Puis on apprend que le Général est entré en contact avec les Américains qui sont à 8 km de nous. Les voilà enfin. Le bouchon anti-char ne semble pas vouloir être très mordant mais les Américains fidèles à leur tactique d’éviter des pertes inu­tiles, attendent que Kaplitz se rende.

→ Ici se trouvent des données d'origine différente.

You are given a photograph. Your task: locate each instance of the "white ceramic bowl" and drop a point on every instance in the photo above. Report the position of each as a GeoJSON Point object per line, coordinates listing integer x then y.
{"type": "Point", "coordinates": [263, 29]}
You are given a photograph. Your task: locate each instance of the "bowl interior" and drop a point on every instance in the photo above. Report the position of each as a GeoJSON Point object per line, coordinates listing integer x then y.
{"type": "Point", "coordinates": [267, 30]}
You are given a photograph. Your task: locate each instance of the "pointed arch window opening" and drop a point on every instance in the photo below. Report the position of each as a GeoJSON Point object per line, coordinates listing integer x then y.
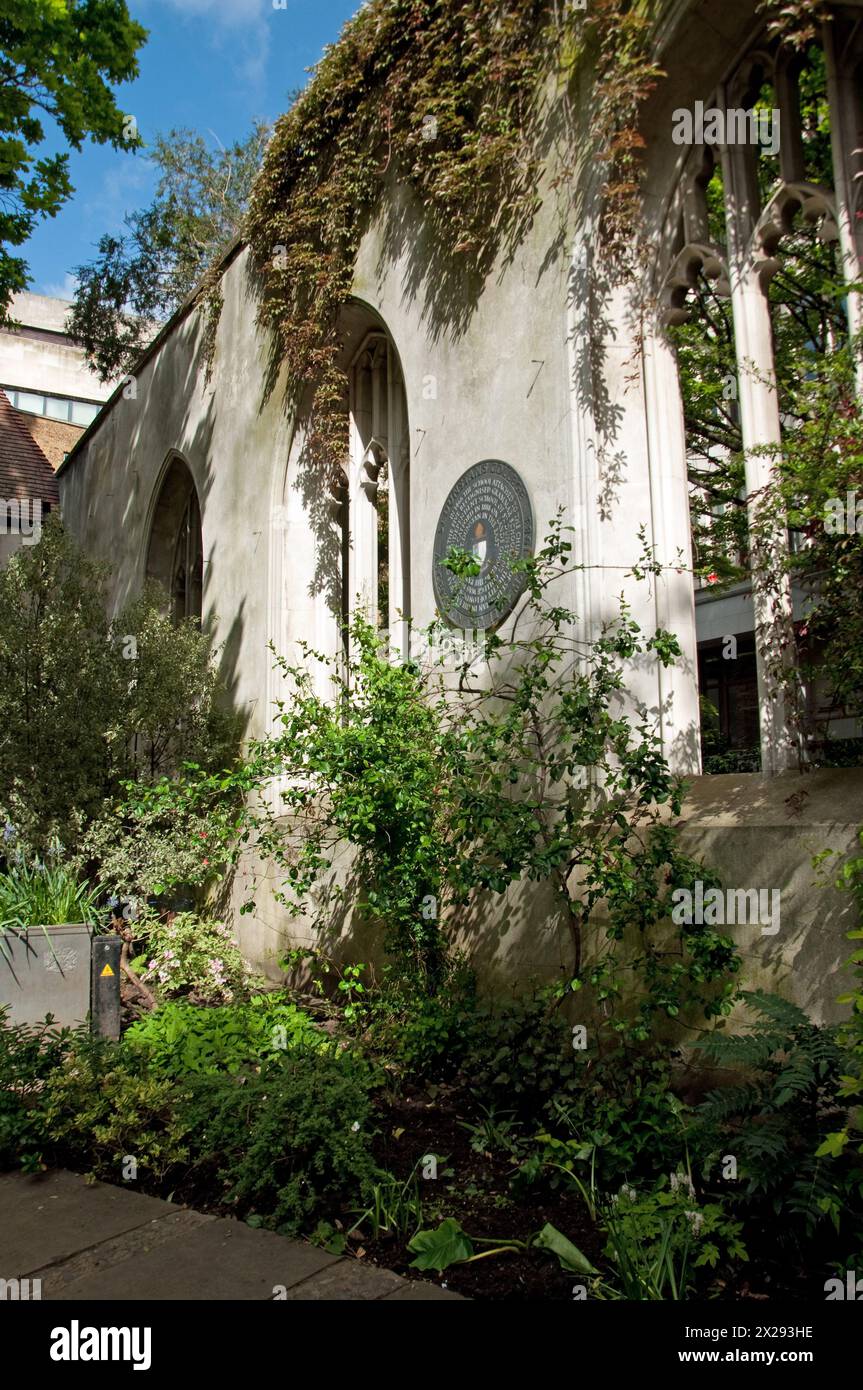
{"type": "Point", "coordinates": [378, 570]}
{"type": "Point", "coordinates": [763, 198]}
{"type": "Point", "coordinates": [188, 570]}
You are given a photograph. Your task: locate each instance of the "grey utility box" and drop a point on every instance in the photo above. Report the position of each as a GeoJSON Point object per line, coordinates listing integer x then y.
{"type": "Point", "coordinates": [46, 970]}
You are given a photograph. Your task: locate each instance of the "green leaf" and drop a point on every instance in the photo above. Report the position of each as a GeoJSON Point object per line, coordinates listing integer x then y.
{"type": "Point", "coordinates": [569, 1254]}
{"type": "Point", "coordinates": [442, 1247]}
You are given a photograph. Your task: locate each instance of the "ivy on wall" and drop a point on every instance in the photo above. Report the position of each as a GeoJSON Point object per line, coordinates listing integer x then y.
{"type": "Point", "coordinates": [446, 96]}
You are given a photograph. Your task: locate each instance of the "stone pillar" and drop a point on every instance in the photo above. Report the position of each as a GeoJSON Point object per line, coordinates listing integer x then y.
{"type": "Point", "coordinates": [366, 458]}
{"type": "Point", "coordinates": [749, 273]}
{"type": "Point", "coordinates": [399, 510]}
{"type": "Point", "coordinates": [847, 138]}
{"type": "Point", "coordinates": [673, 544]}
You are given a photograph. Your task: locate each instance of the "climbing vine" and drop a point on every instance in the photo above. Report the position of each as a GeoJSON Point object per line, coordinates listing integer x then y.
{"type": "Point", "coordinates": [448, 97]}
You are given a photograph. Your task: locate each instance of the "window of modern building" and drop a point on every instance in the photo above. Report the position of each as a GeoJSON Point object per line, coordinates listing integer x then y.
{"type": "Point", "coordinates": [53, 407]}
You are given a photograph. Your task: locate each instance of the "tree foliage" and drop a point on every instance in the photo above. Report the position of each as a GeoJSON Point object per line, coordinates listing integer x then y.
{"type": "Point", "coordinates": [88, 704]}
{"type": "Point", "coordinates": [142, 277]}
{"type": "Point", "coordinates": [57, 60]}
{"type": "Point", "coordinates": [446, 786]}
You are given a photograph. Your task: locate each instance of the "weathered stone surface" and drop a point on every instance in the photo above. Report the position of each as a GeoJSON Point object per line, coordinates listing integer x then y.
{"type": "Point", "coordinates": [221, 1260]}
{"type": "Point", "coordinates": [47, 1218]}
{"type": "Point", "coordinates": [117, 1257]}
{"type": "Point", "coordinates": [349, 1280]}
{"type": "Point", "coordinates": [421, 1292]}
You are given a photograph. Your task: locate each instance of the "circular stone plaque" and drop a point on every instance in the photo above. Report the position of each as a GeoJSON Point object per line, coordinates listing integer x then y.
{"type": "Point", "coordinates": [488, 516]}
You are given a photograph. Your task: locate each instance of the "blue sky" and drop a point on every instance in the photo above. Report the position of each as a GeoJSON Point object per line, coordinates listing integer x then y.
{"type": "Point", "coordinates": [214, 66]}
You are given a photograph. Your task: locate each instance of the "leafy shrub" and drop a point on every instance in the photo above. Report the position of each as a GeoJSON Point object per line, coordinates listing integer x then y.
{"type": "Point", "coordinates": [774, 1119]}
{"type": "Point", "coordinates": [28, 1055]}
{"type": "Point", "coordinates": [189, 955]}
{"type": "Point", "coordinates": [519, 1054]}
{"type": "Point", "coordinates": [425, 1034]}
{"type": "Point", "coordinates": [624, 1121]}
{"type": "Point", "coordinates": [289, 1146]}
{"type": "Point", "coordinates": [851, 1037]}
{"type": "Point", "coordinates": [141, 698]}
{"type": "Point", "coordinates": [35, 894]}
{"type": "Point", "coordinates": [659, 1239]}
{"type": "Point", "coordinates": [104, 1105]}
{"type": "Point", "coordinates": [181, 1039]}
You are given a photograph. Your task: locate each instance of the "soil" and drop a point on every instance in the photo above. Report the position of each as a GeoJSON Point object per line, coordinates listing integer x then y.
{"type": "Point", "coordinates": [474, 1187]}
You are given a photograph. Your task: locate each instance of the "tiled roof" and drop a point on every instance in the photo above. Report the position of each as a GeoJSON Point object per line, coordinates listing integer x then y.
{"type": "Point", "coordinates": [24, 469]}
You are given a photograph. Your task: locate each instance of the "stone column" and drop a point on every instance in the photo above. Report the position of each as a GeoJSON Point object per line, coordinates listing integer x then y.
{"type": "Point", "coordinates": [847, 138]}
{"type": "Point", "coordinates": [399, 510]}
{"type": "Point", "coordinates": [366, 456]}
{"type": "Point", "coordinates": [673, 542]}
{"type": "Point", "coordinates": [749, 273]}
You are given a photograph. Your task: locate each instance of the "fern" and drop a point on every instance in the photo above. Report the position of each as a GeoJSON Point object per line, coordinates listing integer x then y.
{"type": "Point", "coordinates": [774, 1118]}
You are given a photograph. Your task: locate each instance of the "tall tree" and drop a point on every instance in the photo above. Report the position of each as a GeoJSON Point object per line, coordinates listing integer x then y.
{"type": "Point", "coordinates": [57, 59]}
{"type": "Point", "coordinates": [139, 278]}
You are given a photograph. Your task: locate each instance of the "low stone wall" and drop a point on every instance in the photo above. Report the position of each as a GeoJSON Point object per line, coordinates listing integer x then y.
{"type": "Point", "coordinates": [753, 833]}
{"type": "Point", "coordinates": [760, 833]}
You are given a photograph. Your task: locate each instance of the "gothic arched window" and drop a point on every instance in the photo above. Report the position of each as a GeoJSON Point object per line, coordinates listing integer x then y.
{"type": "Point", "coordinates": [175, 546]}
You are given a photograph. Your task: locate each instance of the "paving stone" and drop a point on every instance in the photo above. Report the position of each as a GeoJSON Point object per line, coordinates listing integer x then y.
{"type": "Point", "coordinates": [221, 1260]}
{"type": "Point", "coordinates": [116, 1254]}
{"type": "Point", "coordinates": [349, 1280]}
{"type": "Point", "coordinates": [417, 1290]}
{"type": "Point", "coordinates": [47, 1216]}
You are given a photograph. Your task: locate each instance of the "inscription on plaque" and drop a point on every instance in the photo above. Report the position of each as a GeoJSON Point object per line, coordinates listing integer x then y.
{"type": "Point", "coordinates": [487, 516]}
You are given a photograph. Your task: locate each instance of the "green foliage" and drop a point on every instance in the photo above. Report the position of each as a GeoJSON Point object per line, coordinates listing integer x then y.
{"type": "Point", "coordinates": [494, 1133]}
{"type": "Point", "coordinates": [28, 1055]}
{"type": "Point", "coordinates": [659, 1239]}
{"type": "Point", "coordinates": [182, 1039]}
{"type": "Point", "coordinates": [442, 1247]}
{"type": "Point", "coordinates": [103, 1105]}
{"type": "Point", "coordinates": [142, 277]}
{"type": "Point", "coordinates": [774, 1119]}
{"type": "Point", "coordinates": [620, 1119]}
{"type": "Point", "coordinates": [45, 895]}
{"type": "Point", "coordinates": [395, 1207]}
{"type": "Point", "coordinates": [289, 1146]}
{"type": "Point", "coordinates": [519, 1054]}
{"type": "Point", "coordinates": [847, 1141]}
{"type": "Point", "coordinates": [185, 955]}
{"type": "Point", "coordinates": [143, 697]}
{"type": "Point", "coordinates": [57, 60]}
{"type": "Point", "coordinates": [449, 1244]}
{"type": "Point", "coordinates": [820, 456]}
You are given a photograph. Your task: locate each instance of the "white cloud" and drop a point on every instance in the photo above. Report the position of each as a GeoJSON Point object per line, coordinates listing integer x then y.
{"type": "Point", "coordinates": [243, 25]}
{"type": "Point", "coordinates": [63, 289]}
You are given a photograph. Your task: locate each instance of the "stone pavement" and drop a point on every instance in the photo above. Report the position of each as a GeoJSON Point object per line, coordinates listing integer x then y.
{"type": "Point", "coordinates": [93, 1241]}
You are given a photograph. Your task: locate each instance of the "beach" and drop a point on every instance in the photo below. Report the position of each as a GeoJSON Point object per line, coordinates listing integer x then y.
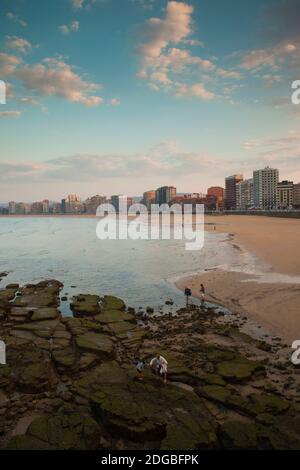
{"type": "Point", "coordinates": [272, 297]}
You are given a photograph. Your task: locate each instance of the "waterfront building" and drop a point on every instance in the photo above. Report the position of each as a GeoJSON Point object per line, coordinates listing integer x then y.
{"type": "Point", "coordinates": [244, 195]}
{"type": "Point", "coordinates": [165, 194]}
{"type": "Point", "coordinates": [218, 192]}
{"type": "Point", "coordinates": [285, 190]}
{"type": "Point", "coordinates": [265, 183]}
{"type": "Point", "coordinates": [296, 196]}
{"type": "Point", "coordinates": [230, 188]}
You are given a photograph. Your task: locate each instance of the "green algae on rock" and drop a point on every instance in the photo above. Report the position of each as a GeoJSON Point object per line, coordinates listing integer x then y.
{"type": "Point", "coordinates": [78, 376]}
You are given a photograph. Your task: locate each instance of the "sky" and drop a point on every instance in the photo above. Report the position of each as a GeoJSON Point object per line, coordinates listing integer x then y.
{"type": "Point", "coordinates": [124, 96]}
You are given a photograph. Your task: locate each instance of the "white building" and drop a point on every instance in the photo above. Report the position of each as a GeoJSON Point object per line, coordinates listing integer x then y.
{"type": "Point", "coordinates": [285, 191]}
{"type": "Point", "coordinates": [244, 194]}
{"type": "Point", "coordinates": [265, 183]}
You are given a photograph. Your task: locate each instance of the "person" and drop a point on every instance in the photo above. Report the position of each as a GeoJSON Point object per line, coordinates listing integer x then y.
{"type": "Point", "coordinates": [187, 293]}
{"type": "Point", "coordinates": [160, 366]}
{"type": "Point", "coordinates": [139, 365]}
{"type": "Point", "coordinates": [202, 294]}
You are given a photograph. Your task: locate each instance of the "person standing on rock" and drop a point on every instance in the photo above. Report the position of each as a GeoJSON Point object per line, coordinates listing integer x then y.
{"type": "Point", "coordinates": [202, 294]}
{"type": "Point", "coordinates": [160, 366]}
{"type": "Point", "coordinates": [140, 365]}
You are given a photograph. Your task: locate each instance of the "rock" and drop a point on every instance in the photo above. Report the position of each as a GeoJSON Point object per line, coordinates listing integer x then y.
{"type": "Point", "coordinates": [112, 316]}
{"type": "Point", "coordinates": [34, 377]}
{"type": "Point", "coordinates": [64, 358]}
{"type": "Point", "coordinates": [13, 286]}
{"type": "Point", "coordinates": [238, 435]}
{"type": "Point", "coordinates": [266, 403]}
{"type": "Point", "coordinates": [95, 342]}
{"type": "Point", "coordinates": [5, 373]}
{"type": "Point", "coordinates": [239, 369]}
{"type": "Point", "coordinates": [45, 314]}
{"type": "Point", "coordinates": [61, 431]}
{"type": "Point", "coordinates": [85, 305]}
{"type": "Point", "coordinates": [20, 314]}
{"type": "Point", "coordinates": [113, 303]}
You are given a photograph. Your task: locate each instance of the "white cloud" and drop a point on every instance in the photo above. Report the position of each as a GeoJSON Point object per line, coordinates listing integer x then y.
{"type": "Point", "coordinates": [168, 65]}
{"type": "Point", "coordinates": [64, 29]}
{"type": "Point", "coordinates": [56, 78]}
{"type": "Point", "coordinates": [197, 90]}
{"type": "Point", "coordinates": [8, 64]}
{"type": "Point", "coordinates": [13, 114]}
{"type": "Point", "coordinates": [115, 102]}
{"type": "Point", "coordinates": [11, 16]}
{"type": "Point", "coordinates": [160, 33]}
{"type": "Point", "coordinates": [18, 44]}
{"type": "Point", "coordinates": [77, 4]}
{"type": "Point", "coordinates": [75, 25]}
{"type": "Point", "coordinates": [270, 57]}
{"type": "Point", "coordinates": [67, 29]}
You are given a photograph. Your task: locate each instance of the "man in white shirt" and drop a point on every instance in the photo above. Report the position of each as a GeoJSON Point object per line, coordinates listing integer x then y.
{"type": "Point", "coordinates": [160, 366]}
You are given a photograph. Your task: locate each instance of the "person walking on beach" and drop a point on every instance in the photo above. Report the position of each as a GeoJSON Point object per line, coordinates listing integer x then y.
{"type": "Point", "coordinates": [159, 365]}
{"type": "Point", "coordinates": [187, 293]}
{"type": "Point", "coordinates": [202, 294]}
{"type": "Point", "coordinates": [139, 365]}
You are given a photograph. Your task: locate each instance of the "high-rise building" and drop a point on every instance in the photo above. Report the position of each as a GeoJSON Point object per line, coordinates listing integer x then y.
{"type": "Point", "coordinates": [63, 206]}
{"type": "Point", "coordinates": [296, 196]}
{"type": "Point", "coordinates": [218, 192]}
{"type": "Point", "coordinates": [265, 188]}
{"type": "Point", "coordinates": [12, 207]}
{"type": "Point", "coordinates": [92, 203]}
{"type": "Point", "coordinates": [230, 191]}
{"type": "Point", "coordinates": [285, 190]}
{"type": "Point", "coordinates": [37, 207]}
{"type": "Point", "coordinates": [46, 206]}
{"type": "Point", "coordinates": [120, 203]}
{"type": "Point", "coordinates": [73, 205]}
{"type": "Point", "coordinates": [244, 194]}
{"type": "Point", "coordinates": [149, 198]}
{"type": "Point", "coordinates": [165, 194]}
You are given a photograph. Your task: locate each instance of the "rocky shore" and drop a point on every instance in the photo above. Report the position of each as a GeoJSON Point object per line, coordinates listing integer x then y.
{"type": "Point", "coordinates": [70, 382]}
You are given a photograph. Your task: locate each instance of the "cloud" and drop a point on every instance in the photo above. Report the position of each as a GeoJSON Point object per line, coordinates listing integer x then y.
{"type": "Point", "coordinates": [159, 33]}
{"type": "Point", "coordinates": [270, 57]}
{"type": "Point", "coordinates": [8, 64]}
{"type": "Point", "coordinates": [197, 90]}
{"type": "Point", "coordinates": [55, 77]}
{"type": "Point", "coordinates": [18, 44]}
{"type": "Point", "coordinates": [77, 4]}
{"type": "Point", "coordinates": [67, 29]}
{"type": "Point", "coordinates": [115, 102]}
{"type": "Point", "coordinates": [29, 100]}
{"type": "Point", "coordinates": [64, 29]}
{"type": "Point", "coordinates": [163, 159]}
{"type": "Point", "coordinates": [145, 4]}
{"type": "Point", "coordinates": [10, 114]}
{"type": "Point", "coordinates": [11, 16]}
{"type": "Point", "coordinates": [281, 21]}
{"type": "Point", "coordinates": [167, 64]}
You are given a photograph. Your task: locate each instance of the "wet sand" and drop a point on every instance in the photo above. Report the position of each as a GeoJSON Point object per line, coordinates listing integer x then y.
{"type": "Point", "coordinates": [275, 305]}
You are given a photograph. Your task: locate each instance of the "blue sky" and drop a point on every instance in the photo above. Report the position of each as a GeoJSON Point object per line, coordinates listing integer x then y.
{"type": "Point", "coordinates": [107, 96]}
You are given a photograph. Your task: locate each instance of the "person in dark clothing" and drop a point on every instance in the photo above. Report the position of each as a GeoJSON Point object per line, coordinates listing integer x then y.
{"type": "Point", "coordinates": [202, 294]}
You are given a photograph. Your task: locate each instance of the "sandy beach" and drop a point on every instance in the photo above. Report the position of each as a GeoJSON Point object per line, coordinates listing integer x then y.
{"type": "Point", "coordinates": [275, 241]}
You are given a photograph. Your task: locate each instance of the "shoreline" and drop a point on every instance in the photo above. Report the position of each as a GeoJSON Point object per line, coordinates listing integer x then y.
{"type": "Point", "coordinates": [270, 297]}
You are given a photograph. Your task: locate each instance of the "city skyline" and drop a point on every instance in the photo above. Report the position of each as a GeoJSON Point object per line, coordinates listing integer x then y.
{"type": "Point", "coordinates": [135, 93]}
{"type": "Point", "coordinates": [263, 191]}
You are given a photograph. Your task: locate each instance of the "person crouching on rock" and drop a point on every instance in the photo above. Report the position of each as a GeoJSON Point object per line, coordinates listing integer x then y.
{"type": "Point", "coordinates": [159, 365]}
{"type": "Point", "coordinates": [139, 365]}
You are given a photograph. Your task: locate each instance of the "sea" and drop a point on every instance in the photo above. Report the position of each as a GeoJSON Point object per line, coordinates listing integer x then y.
{"type": "Point", "coordinates": [142, 272]}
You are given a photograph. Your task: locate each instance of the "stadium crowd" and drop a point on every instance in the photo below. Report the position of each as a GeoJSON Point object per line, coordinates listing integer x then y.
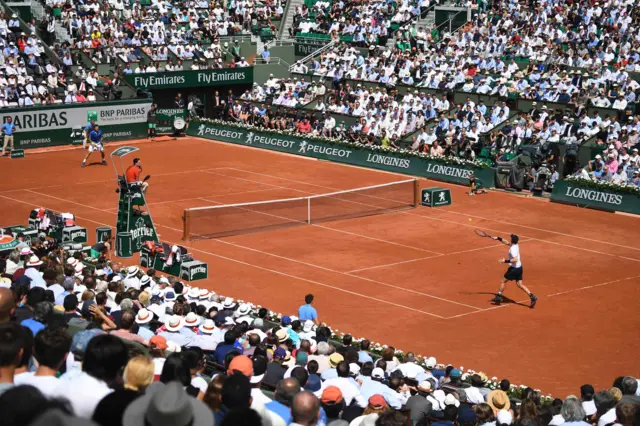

Cuisine : oeufs sur le plat, ragoût de foie et cœur excellent ; puis le soir je vais faire une nouvelle promenade en direction de notre charmante rivière. C’est vraiment un pays rêvé pour faire du camping, des sites épatants et tranquilles où il ferait bon revenir plus tard, avec J.P. p.ex. au cours d’une randonnée en bicyclette : par exemple, train jusqu’à Linz et remon­ter ainsi jusqu’à Prague. Toute cette région du Boehmerwald est belle et nous l’avons goûtée, malgré les conditions souvent catastrophiques dans lesquelles nous l’avons en partie parcourue.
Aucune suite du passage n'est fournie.